A creature has arisen from the lower worlds. A witchy figure with twisted features and five furious faces. A swamp thing that looks like it crawled out of the muck, pushed a statue off its pedestal, and took up residence as the new big bad in town.
Huma Bhabha’s “We Come in Peace” (2018) is an unmissable, unmistakable new addition at the Hirshhorn Museum and Sculpture Garden. The statue by the Pakistan-born artist now greets visitors as they descend into the well of the museum’s submerged outdoor park, which reopened to the public on Aug. 17. Where for years people once filed past a modernist equestrian bronze (by Marino Marini), they will now be confronted by Bhabha’s otherworldly emissary. The experience may be unsettling.

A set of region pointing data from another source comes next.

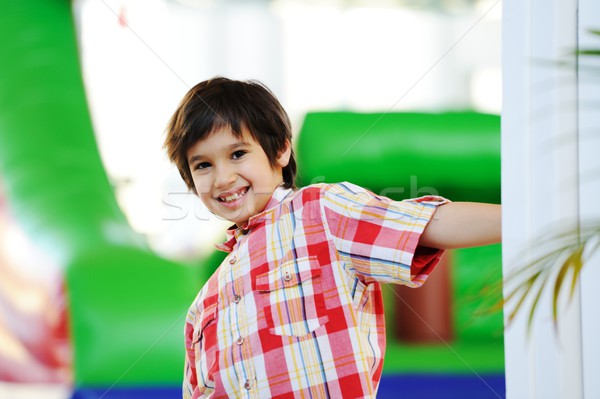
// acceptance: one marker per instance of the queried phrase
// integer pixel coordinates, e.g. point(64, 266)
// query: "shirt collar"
point(234, 233)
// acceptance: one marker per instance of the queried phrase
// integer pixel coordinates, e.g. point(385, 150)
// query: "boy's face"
point(233, 176)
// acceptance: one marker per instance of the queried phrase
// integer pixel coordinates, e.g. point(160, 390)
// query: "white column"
point(589, 161)
point(543, 155)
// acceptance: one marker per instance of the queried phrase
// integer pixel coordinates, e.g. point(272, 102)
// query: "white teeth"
point(233, 196)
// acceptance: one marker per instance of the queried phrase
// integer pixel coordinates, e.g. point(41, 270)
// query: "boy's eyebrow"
point(232, 147)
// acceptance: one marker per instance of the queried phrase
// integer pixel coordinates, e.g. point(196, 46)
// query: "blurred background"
point(137, 59)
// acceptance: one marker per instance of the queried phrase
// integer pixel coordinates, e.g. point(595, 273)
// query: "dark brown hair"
point(220, 102)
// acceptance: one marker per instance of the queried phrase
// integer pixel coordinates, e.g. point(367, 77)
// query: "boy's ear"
point(284, 156)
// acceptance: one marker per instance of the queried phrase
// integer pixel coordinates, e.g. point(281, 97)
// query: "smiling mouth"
point(233, 197)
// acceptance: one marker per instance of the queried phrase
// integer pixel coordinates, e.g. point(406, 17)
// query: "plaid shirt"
point(295, 310)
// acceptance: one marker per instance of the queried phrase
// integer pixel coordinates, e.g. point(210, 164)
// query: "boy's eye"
point(202, 165)
point(238, 154)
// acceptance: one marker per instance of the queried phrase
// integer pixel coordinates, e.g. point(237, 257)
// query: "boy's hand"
point(463, 224)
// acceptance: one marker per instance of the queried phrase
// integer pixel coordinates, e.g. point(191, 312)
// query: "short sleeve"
point(379, 237)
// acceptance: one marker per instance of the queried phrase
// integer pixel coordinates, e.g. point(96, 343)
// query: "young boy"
point(295, 310)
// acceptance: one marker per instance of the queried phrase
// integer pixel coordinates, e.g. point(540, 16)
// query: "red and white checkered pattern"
point(295, 310)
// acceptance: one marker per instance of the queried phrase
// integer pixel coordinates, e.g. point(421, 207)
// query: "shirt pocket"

“We Come in Peace” promises a pact, as if an outlandish extraterrestrial had just emerged from the saucer-shaped Hirshhorn building, olive branch in hand. Yet the sculpture embodies contradictory ideas about safety and stability. Bhabha’s grotesque figure isn’t threatening, exactly. With its long arms pinned to its side, the sculpture appears to be docile—as if this misunderstood monster is surrendering to public display.

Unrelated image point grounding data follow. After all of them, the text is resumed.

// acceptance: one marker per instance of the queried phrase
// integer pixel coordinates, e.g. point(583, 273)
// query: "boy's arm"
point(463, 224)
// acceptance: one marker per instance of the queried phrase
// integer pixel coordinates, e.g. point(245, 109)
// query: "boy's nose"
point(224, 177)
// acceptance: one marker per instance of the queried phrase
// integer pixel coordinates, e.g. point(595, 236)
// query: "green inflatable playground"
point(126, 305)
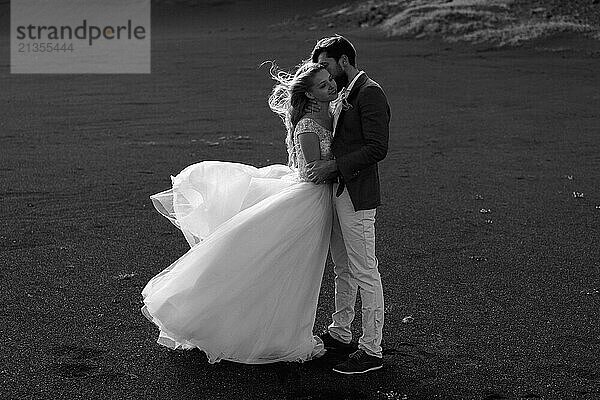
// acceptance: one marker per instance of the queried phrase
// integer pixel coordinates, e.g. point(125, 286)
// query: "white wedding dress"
point(247, 290)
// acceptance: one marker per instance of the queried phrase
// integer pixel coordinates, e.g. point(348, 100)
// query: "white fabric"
point(356, 268)
point(248, 288)
point(337, 110)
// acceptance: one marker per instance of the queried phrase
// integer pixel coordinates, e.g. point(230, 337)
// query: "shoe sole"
point(358, 372)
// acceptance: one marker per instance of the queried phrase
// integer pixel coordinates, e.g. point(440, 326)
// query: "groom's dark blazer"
point(361, 140)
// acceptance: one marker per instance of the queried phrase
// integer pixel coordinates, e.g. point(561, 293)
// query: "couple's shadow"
point(312, 379)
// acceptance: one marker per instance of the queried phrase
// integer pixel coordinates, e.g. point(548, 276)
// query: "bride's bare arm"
point(309, 144)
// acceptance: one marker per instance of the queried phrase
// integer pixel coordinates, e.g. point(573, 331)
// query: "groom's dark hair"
point(335, 47)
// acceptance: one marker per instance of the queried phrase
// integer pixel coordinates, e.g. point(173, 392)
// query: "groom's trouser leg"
point(358, 233)
point(346, 286)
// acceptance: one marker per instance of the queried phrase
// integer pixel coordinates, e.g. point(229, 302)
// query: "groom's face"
point(334, 68)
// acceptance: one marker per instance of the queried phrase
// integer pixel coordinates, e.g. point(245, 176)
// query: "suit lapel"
point(357, 85)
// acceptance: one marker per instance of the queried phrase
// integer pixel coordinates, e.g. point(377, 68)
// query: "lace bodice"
point(325, 138)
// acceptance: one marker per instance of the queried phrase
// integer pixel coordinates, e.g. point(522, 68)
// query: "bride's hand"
point(321, 171)
point(312, 107)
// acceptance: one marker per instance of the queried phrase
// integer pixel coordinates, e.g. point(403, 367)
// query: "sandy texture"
point(488, 236)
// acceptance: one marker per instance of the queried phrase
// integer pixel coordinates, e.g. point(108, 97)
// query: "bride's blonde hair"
point(288, 99)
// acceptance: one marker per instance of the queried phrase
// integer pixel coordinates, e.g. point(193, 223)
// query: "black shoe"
point(359, 362)
point(331, 343)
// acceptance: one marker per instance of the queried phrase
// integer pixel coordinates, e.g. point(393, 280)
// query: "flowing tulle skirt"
point(247, 290)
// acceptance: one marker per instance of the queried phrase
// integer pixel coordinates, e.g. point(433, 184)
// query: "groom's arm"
point(375, 117)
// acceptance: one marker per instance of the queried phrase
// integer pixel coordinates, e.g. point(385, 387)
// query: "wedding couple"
point(248, 288)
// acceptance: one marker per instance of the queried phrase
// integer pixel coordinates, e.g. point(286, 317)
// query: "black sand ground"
point(488, 236)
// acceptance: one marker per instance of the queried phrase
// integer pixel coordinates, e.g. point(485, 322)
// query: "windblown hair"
point(288, 99)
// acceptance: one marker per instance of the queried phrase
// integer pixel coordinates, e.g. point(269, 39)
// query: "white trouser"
point(353, 252)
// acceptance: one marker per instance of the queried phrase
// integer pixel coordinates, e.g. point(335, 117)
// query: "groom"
point(361, 132)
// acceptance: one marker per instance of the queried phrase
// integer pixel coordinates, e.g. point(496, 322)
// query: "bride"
point(247, 290)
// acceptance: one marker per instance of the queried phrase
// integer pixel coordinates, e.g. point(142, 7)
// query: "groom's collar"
point(351, 84)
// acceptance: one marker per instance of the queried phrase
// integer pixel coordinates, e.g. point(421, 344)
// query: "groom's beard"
point(341, 81)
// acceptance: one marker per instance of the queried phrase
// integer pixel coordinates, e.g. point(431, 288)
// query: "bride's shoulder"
point(307, 123)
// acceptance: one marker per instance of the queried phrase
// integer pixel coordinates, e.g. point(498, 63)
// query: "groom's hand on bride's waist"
point(322, 171)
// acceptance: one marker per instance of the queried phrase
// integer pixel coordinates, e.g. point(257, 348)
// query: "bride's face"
point(324, 87)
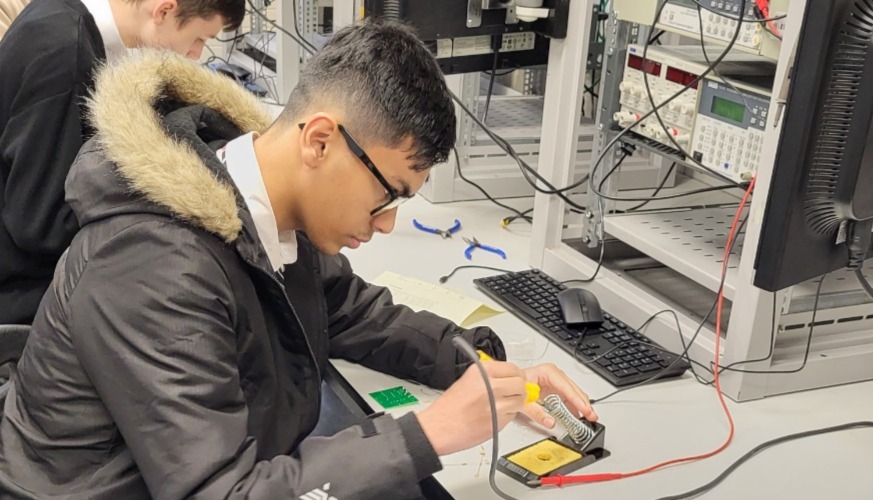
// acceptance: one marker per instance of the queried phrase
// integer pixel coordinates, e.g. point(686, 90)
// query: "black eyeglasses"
point(394, 198)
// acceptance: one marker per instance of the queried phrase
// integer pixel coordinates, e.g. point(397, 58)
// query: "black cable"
point(651, 97)
point(600, 234)
point(657, 189)
point(770, 31)
point(684, 353)
point(233, 38)
point(468, 351)
point(303, 43)
point(524, 216)
point(715, 71)
point(859, 273)
point(738, 19)
point(593, 189)
point(761, 447)
point(502, 73)
point(447, 277)
point(526, 170)
point(491, 83)
point(482, 190)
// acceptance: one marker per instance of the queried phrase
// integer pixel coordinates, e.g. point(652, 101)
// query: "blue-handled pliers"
point(474, 243)
point(445, 233)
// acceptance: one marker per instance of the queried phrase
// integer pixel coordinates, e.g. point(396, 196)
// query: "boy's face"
point(343, 199)
point(189, 40)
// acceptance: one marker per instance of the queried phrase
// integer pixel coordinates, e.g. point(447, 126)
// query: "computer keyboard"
point(620, 354)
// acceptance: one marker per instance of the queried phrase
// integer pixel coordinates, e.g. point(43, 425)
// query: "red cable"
point(559, 480)
point(764, 7)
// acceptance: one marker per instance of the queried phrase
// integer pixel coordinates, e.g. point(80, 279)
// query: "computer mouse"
point(580, 307)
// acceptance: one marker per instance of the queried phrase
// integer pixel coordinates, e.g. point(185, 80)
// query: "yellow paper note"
point(421, 296)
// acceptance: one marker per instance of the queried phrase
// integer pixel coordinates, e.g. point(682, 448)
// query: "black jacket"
point(47, 60)
point(169, 359)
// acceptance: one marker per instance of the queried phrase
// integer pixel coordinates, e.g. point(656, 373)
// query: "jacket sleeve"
point(151, 317)
point(39, 144)
point(368, 328)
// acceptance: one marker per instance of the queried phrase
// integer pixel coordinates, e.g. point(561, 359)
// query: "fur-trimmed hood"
point(160, 157)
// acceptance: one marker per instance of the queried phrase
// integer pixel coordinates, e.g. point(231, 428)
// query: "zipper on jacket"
point(296, 317)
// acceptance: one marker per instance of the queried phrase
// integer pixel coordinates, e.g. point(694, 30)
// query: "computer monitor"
point(820, 207)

Bhabha’s piece is crude, yet captivating. Divided into three horizontal bands of color, the statue has a magenta head, a teal torso, and a lower body the tone of sludge. “We Come in Peace” has the same ramshackle quality as an exquisite corpse drawing. The sculpture was cast in solid bronze but first carved from fugitive materials—cork for the lower third, styrofoam for the upper sections—to emphasize its antithetical nature. Its closest kin anywhere in the city might be Louise Bourgeois’ looming “Spider” (1996–97) at the National Gallery of Art’s sculpture garden, another sculpture that conveys danger and fragility.

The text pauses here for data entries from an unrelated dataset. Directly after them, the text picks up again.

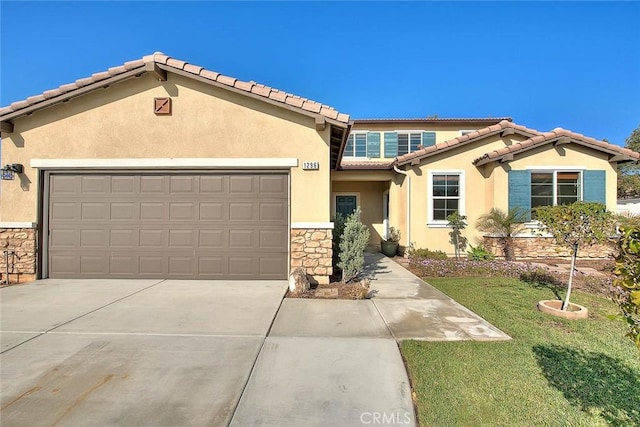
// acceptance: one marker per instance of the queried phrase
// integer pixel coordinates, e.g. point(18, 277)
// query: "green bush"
point(479, 253)
point(353, 242)
point(628, 281)
point(419, 254)
point(338, 228)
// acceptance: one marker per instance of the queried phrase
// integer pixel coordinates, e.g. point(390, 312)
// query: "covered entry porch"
point(373, 193)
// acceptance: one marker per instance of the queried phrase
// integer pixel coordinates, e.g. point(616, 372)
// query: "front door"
point(346, 205)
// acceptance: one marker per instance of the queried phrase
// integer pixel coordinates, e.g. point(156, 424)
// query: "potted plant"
point(389, 244)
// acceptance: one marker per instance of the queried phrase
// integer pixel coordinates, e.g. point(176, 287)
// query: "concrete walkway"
point(413, 309)
point(170, 352)
point(337, 362)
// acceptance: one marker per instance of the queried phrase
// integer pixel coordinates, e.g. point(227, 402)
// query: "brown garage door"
point(170, 225)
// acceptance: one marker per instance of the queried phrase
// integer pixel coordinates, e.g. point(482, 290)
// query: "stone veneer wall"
point(311, 249)
point(545, 247)
point(22, 263)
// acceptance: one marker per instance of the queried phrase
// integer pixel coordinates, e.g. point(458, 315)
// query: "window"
point(446, 194)
point(555, 188)
point(403, 142)
point(548, 186)
point(408, 142)
point(363, 145)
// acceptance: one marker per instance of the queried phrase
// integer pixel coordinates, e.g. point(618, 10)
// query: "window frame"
point(366, 145)
point(554, 172)
point(438, 223)
point(334, 195)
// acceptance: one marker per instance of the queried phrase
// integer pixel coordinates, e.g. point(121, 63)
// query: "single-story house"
point(162, 169)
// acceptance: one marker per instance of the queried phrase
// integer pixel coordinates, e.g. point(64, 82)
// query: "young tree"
point(355, 238)
point(505, 225)
point(575, 225)
point(457, 223)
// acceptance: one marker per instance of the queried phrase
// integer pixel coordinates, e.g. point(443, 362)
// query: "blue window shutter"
point(520, 191)
point(390, 144)
point(348, 149)
point(428, 139)
point(373, 144)
point(594, 186)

At nearly 14 feet tall, “We Come in Peace” is monumental in its scope. Yet its arrival is a direct challenge to the whole notion of monumentality. Standing in pride of place on the National Mall, Bhabha’s sculpture dovetails with national conversations about statues and how we, as a people, choose to express identity. With its scarred breasts, gaping navel, and paint-dashed toenails, the figure suggests femininity without embracing any essentialist notions about gender. A splotch of paint over the crotch is a gestural dab, while the dots on its buttocks are precise. New ideas about representation—about art—are dangerous. Despite the titular pledge of assurance, “We Come in Peace” is here to overthrow dusty ideas about the figure.
With the new piece by Bhabha, the Hirshhorn is making good on a promise to rethink its long-overlooked sculpture garden. “We Come in Peace” is joined by another new work, Sterling Ruby’s “DOUBLE CANDLE” (2018), a sly image of the Twin Towers as they burned on Sept. 11. The additions by Bhabha and Ruby, artists who are at the forefront of contemporary practice, are a sign that the Hirshhorn is not content to merely make do with old bronzes.
Both of these pieces come at a time when artists are re-engaging with practices that were declared dead only a few years ago. Abstract painting rocked the art market in the era before the coronavirus pandemic made art fairs impossible; a backlash against so-called “zombie formalism” has taken the form of figurative painting and traditional sculpture. Neither Bhabha nor Ruby’s works are revanchist, by any means, but they do embrace time-honored practices in artmaking. Bhabha’s nightmare may look like a cartoonish Batman villain, but it’s a splendid piece of craft.
Sculpture gardens too often read like graveyards for artworks, static sites where vital pieces by Auguste Rodin or Henry Moore can’t shine and new ideas by the likes of Bhabha or Ruby never show up. With a planned renovation by photographer and designer Hiroshi Sugimoto, the Hirshhorn hopes to make its sculpture garden a place for performance, installation, and changing exhibitions. In recent years, the museum has delivered on new possibilities—through a 1992 Chrysler Spirit crushed by a volcanic boulder (Jimmie Durham’s 2007 “Still Life with Spirit and Xitle”) and an enormous polka-dotted gourd (Yayoi Kusama’s 2016 “Pumpkin”). Rarely do visitors come away from a sculpture park feeling belly laughs, but here, it happens.
With Bhabha’s piece—which is it? Are we supposed to laugh or are we supposed to cry? The thing that keeps coming to me is how the piece signifies trauma, the kind of unspoken terrors that lurk behind children’s fairy tales. Things that go bump in the night aren’t supposed to be seen by day. “We Come in Peace” speaks to the anxiety that adults are feeling, too, as the country falters, as its economy collapses, as its people die needless deaths. Bhabha’s contribution to the National Mall is jarring—playful, sinister, and disorienting, as if it’s been there all along, but we’ve only just now let ourselves see it.